Pfadi-Sommerlager
Unser Pfadi Sola stand ganz unter dem Motto: Ab in den Süden! Über zwei Wochen sind wir mit dem Zug einmal quer durch Deutschland, Österreich und Slowenien gereist - immer auf der Suche nach höheren Bergen, Meer und Sonne. Unser erster Stop war das Pfadfinderzentrum-Igls in Innsbruck. Ein wunderschöner Platz mit einem noch schöneren Ausblick. Eine abenteuerliche Wanderung durch die Berge hat uns an einem der Tage eine Menge abverlangt. Es ging extrem steile Anstiege und schwindel-erregend tiefe Schluchten die Berghänge entlang.
Eine überraschende Bekanntschaft mit einem benachbarten Stamm aus Euskirchen hat die Zeit noch ein Stück geselliger gemacht und Freunde auch für nach dem SoLa geschaffen. Es wurde zusammen bis spät in die Nacht am Höllenfeuer geschockt und getrunken oder zusammen eine Badesee ein paar Kilometer einwärts besucht, um sich bei den hohen Temperaturen abzukühlen.
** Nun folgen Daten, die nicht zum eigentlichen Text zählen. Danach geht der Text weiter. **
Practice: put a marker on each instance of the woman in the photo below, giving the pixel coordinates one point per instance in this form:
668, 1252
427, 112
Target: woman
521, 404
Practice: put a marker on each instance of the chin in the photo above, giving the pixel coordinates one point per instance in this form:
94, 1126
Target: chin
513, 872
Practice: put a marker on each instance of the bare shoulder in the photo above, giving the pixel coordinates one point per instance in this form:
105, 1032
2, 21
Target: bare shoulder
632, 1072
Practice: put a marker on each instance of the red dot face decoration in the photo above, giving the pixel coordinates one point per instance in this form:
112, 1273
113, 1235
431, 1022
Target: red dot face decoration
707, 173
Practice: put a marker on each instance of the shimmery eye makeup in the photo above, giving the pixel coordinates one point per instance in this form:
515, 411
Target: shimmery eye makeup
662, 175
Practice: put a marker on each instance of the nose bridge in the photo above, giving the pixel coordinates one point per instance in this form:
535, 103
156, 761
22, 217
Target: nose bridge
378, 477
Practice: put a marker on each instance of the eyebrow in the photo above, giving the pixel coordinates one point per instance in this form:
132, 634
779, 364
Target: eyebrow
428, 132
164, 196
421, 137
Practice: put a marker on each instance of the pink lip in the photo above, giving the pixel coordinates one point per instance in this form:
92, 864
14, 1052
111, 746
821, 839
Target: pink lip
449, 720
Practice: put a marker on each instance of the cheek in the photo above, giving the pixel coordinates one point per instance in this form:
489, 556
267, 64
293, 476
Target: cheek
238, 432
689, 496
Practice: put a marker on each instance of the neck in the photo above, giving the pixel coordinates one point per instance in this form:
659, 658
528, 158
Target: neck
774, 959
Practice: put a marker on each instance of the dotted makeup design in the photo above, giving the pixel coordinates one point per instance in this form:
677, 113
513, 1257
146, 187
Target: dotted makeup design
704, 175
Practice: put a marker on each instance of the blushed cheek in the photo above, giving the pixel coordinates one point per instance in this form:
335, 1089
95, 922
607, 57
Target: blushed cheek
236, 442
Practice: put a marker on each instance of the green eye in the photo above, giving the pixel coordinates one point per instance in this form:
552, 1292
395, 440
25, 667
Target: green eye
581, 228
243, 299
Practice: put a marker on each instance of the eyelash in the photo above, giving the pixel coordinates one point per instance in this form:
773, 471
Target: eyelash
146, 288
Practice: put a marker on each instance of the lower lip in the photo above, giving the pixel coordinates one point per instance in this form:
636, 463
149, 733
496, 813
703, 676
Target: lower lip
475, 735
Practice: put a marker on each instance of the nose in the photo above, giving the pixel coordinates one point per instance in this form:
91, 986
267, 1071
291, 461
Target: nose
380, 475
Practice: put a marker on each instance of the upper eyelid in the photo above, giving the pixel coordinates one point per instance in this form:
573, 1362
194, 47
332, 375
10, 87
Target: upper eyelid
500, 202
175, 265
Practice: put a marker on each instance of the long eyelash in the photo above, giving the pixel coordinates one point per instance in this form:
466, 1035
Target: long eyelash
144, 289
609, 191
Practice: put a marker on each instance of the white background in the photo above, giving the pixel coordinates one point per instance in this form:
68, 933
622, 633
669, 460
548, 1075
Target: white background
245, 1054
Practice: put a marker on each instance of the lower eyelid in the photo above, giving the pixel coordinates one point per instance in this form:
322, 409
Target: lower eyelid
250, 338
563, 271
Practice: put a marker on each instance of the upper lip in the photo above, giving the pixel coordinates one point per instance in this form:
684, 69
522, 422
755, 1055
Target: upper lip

Danach ging es weiter nach Slowenien - Izola. Ein kleiner privater Platz, geführt von heimischen Jägern. Sogar ein nächtlicher Besuch mit Beute blieb nicht aus, eine teils gruselige Erfahrung. Mit 11 übermüdeten Pfadis und 5 planlosen LeiterInnen war unser größter Gegner der slowenische Schienenersatzverkehr. Abbruch hat das der insgesamt guten Stimmung aber nicht getan, denn die Belohnung von noch mehr Sonne und Meer waren die Strapazen mehr als Wert. Unseren eigentlich geplanten Versprechens-Abend haben wir kurze Hand nach hinten verschoben. Einfach mehr Tage am Meer und Faulenzen in der Sonne waren zu verlockend. Natürlich durfte eine leckere, RIESIGE Kugel Eis auch nicht fehlen. Insgesamt 4 mal haben wir den Eismann unseres Vertrauens am Strand besucht. Aber auch die Zeit in Slowenien musste zu Ende gehen und damit weiter zu unserer letzten Station.
Pfadfinderdorf Zellhof bei Salzburg. Wir dachten, dass uns das bis dato schöne Wetter auch bis hierhin begleitet, doch nur wenige Minuten nach unserer Ankunft begann es wie aus Eimern zu schütten. Wir mussten doch tatsächlich zum Schluss unseres Sommerlagers unsere Zelte im schüttenden Regen aufbauen. Auch wenn diese Station in unserem Ranking an dritter Stelle steht, konnte der Badesee am Platz zumindest unsere nicht zu stillende Lust nach Wasser befriedigen. Die anderen und damit letzten Tage unseres Aufenthalts klarte es zum Glück auf und die Temperaturen stiegen wieder auf ein sommerliches Niveau. Wir bauten aus der großen Auswahl an Bauholz ein Dreibein für unsere Hängematten und ließen das Lager mit einer Runde British Bulldog - natürlich ohne Verletzte, wink wink - ausklingen. Ein besonderes Highlight ist gar nicht zu nennen. An allen Stationen sind jede Menge tolle Erinnerungen entstanden. Am Ende sagen die Bilder wahrscheinlich mehr als tausend Worte.